Gelotofobik misiniz?

Day 1,922, 06:14 Published in Turkey Greece by DanteCaspian

Gülmek... Uzmanlar bunu sempatik ve parasempatik sinir sistemiyle açıklayabilirler uzun uzun. Halk arasında bünyeye iyi gelen bir şey olarak bilinir. Öyleki toplumlar bile buna göre sınıflandırılabilir. Örneğin İngilizler, Almanlar soğuk insanlar olarak bilinirler. Türkiyeliler ise eğlenceli insanlar olarak bilinir. Karadeniz fıkraları, Nasreddin Hoca, Hacivatla Karagöz. Bu topraklar Aziz Nesin gibi yazarlara, Adile Naşit, Şener Şen, Kemal Sunal gibi sanatçılara ilham vermiştir. Evet gülmek bünyeye faydalı ya çevredeki gülüşmeler. Biri güldüğü zaman vücudu kasılanlar. Acaba bana mı gülüyor korkusu. Bu tarz kişiler, yani kendilerine gülünmesinden ya da dalga geçilmesinden büyük korku duyan gelotofobikler için masum bir gülüş bir işkence gibi gelebiliyor.
73 ülkeden 22 bini kişinin katıldığı bir çalışma sonucunda gelotofobi dünya genelinde bir sorun. Batı ülkelerinde nüfusun yüzde 2’si ila yüzde 13’ü bu sorundan muzdarip. Danimarka yüzde 2 ile en düşük, Romanya ise yüzde 13 ile en yüksek orana sahip. Bazı Afrika ve Asya ülkelerinde ise durum çok daha kötü.
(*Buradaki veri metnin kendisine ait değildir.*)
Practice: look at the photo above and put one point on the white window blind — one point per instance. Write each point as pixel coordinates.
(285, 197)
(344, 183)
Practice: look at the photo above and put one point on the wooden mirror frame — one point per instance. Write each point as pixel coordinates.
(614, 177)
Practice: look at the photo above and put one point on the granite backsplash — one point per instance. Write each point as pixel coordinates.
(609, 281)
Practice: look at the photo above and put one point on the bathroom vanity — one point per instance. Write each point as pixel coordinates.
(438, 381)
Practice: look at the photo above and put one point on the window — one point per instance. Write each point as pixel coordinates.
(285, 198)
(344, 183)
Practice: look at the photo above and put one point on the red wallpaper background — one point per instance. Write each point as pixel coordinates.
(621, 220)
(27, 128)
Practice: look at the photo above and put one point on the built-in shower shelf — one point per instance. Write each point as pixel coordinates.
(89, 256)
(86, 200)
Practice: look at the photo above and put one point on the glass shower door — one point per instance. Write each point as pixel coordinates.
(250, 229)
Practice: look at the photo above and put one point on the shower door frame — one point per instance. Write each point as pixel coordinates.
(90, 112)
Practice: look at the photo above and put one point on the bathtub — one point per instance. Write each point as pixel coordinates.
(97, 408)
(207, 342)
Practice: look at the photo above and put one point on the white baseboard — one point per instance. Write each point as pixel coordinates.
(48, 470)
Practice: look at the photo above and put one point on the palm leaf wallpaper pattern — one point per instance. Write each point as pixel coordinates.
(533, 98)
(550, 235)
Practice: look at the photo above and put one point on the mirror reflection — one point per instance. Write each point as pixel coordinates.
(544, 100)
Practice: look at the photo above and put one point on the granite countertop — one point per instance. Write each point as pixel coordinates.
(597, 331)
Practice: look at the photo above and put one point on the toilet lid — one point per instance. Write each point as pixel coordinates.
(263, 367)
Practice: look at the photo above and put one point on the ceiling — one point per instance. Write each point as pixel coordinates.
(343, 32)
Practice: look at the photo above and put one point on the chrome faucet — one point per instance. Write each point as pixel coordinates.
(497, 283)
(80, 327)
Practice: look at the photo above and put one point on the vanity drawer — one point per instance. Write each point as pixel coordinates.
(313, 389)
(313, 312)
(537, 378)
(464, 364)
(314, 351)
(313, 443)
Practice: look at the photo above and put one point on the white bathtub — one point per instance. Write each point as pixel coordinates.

Şüphesiz kimse kendisine gülünmesinden hoşlanmaz. Ancak psikologlar için önemli olan konu şu: Normal olan nedir ve fobiye ulaşan sınırlar nerede? Baden-Württemberg’den psikolog Michael Titze, gelotofobiklerde gülünç duruma düşme konusunda paranoyaya varan bir korku olduğunu belirtiyor.

Bir restoranda konuşup gülen müşterilerin ya da trende gülen yolcuların yanından geçmek gelotofobisi olanlar için bir kabus gibi. Titze, söz konusu fobinin köklerinin çoğunlukla çocukluğa kadar uzandığını belirtiyor. Özellikle ergenlik döneminde evden yeterli ölçüde bağımsızlığını ilan edemeyen “uslu” çocukların etkilendiği kaydediliyor. Aileleri tarafından çok sıkı kontrol edilen bu çocuklar, ebeveynlerinin ifadesiz mimiklerine maruz kalıyor ve duygularını kolayca anlayamıyor. Dolayısıyla çocuklar ileride gülmeyi olumlu duygularla bağdaştıramıyor.